PLEASE PRAY SPECIFICALLY THAT:
* the Holy Spirit will guide India’s mission-focused Church in strategies for effective witness, enabling them to be blameless — ‘wise as serpents and as innocent as doves’ — as they share the Good News of Jesus Christ in needy communities.
* the Holy Spirit will give India’s courageous evangelists peace of heart, presence of mind and words to say as they encounter hostility and as they testify before police, judges and local officials. (See Matthew 10:16-33)
‘Blessed are you when others revile you and persecute you and utter all kinds of evil against you falsely on my account. Rejoice and be glad, for your reward is great in heaven, for so they persecuted the prophets who were before you.’ (Jesus, in Matthew 5:11,12 ESV)
* the Spirit of God would stir up indignation in the ‘international community’ so that the racism inherent in the Hindu caste system and the religious apartheid inherent in Hindu nationalism, will no longer be tolerated by governments and businesses that wield influence … for nothing will change while impunity reigns.

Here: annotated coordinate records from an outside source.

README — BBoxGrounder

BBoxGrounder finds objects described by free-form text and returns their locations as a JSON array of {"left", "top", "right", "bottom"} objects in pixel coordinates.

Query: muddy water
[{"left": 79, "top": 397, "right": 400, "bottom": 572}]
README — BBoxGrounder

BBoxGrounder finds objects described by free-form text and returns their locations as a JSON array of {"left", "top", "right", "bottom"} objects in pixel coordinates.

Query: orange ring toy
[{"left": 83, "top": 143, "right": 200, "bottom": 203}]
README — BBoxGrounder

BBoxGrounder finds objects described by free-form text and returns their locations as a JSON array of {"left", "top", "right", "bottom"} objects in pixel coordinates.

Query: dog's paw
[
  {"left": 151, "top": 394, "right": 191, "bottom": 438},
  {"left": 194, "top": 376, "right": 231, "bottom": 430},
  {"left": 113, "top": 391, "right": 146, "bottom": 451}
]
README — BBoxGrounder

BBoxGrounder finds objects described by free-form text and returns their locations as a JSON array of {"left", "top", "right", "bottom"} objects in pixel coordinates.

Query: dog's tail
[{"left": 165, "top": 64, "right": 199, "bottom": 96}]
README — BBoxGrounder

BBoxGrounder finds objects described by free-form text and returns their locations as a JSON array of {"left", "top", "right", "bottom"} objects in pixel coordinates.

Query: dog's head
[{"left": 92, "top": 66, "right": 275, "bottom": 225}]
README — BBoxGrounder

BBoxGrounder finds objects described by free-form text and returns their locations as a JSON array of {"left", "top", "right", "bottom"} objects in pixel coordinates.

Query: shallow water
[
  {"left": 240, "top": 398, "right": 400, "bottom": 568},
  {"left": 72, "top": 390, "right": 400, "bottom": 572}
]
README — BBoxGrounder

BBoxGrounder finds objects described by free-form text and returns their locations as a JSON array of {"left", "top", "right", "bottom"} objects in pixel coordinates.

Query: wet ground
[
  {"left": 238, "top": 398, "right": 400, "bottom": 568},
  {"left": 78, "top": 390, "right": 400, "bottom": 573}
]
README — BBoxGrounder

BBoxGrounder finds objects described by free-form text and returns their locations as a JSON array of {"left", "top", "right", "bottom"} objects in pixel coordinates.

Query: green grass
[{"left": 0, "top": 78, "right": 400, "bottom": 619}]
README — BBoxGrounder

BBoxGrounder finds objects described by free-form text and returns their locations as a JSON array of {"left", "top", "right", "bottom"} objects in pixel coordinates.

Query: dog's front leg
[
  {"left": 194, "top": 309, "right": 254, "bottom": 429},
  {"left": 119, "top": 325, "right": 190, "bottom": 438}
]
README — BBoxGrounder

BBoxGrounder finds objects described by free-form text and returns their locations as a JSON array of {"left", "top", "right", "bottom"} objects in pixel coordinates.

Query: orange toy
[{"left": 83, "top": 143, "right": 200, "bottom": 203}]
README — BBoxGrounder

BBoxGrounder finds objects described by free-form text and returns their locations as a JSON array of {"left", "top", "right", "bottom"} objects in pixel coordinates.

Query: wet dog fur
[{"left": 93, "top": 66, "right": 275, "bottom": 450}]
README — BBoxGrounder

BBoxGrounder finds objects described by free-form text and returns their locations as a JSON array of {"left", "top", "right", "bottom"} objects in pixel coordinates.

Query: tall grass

SUMMARY FOR BULLETINS UNABLE TO RUN THE WHOLE ARTICLE
INDIA IS A DANGEROUS PLACE FOR CHRISTIANS
Hindu nationalism — which exploits religion for political gain and establishes religious apartheid — makes India one of the most dangerous places in the world for Christians. Because India’s Christians are mostly poor and downtrodden, they are particularly vulnerable. Fuelled by Hindu nationalist ideologues and legitimised by repressive anti-conversion laws, anti-Christian hostility has escalated to the point that violent persecution with impunity has become the order of the day. Many Indian Christians face violence and exile. Worship and prayer meetings — be they in official buildings or private homes — are routinely attacked. Pastors and evangelists — men, women and youths — are routinely beaten, falsely accused and arrested for witnessing, worshiping or even praying. Impunity is a problem domestically and internationally; the global silence is deafening. Please pray for change.
Elizabeth Kendal is an international religious liberty analyst and advocate. She serves as Director of Advocacy at Canberra-based Christian Faith and Freedom (CFF), and is an Adjunct Research Fellow at the Arthur Jeffery Centre for the Study of Islam at Melbourne School of Theology.
She has authored two books: Turn Back the Battle: Isaiah Speaks to Christians Today (Deror Books, Melbourne, Australia, Dec 2012) which offers a Biblical response to persecution and existential threat; and After Saturday Comes Sunday: Understanding the Christian Crisis in the Middle East (Wipf and Stock, Eugene, OR, USA, June 2016).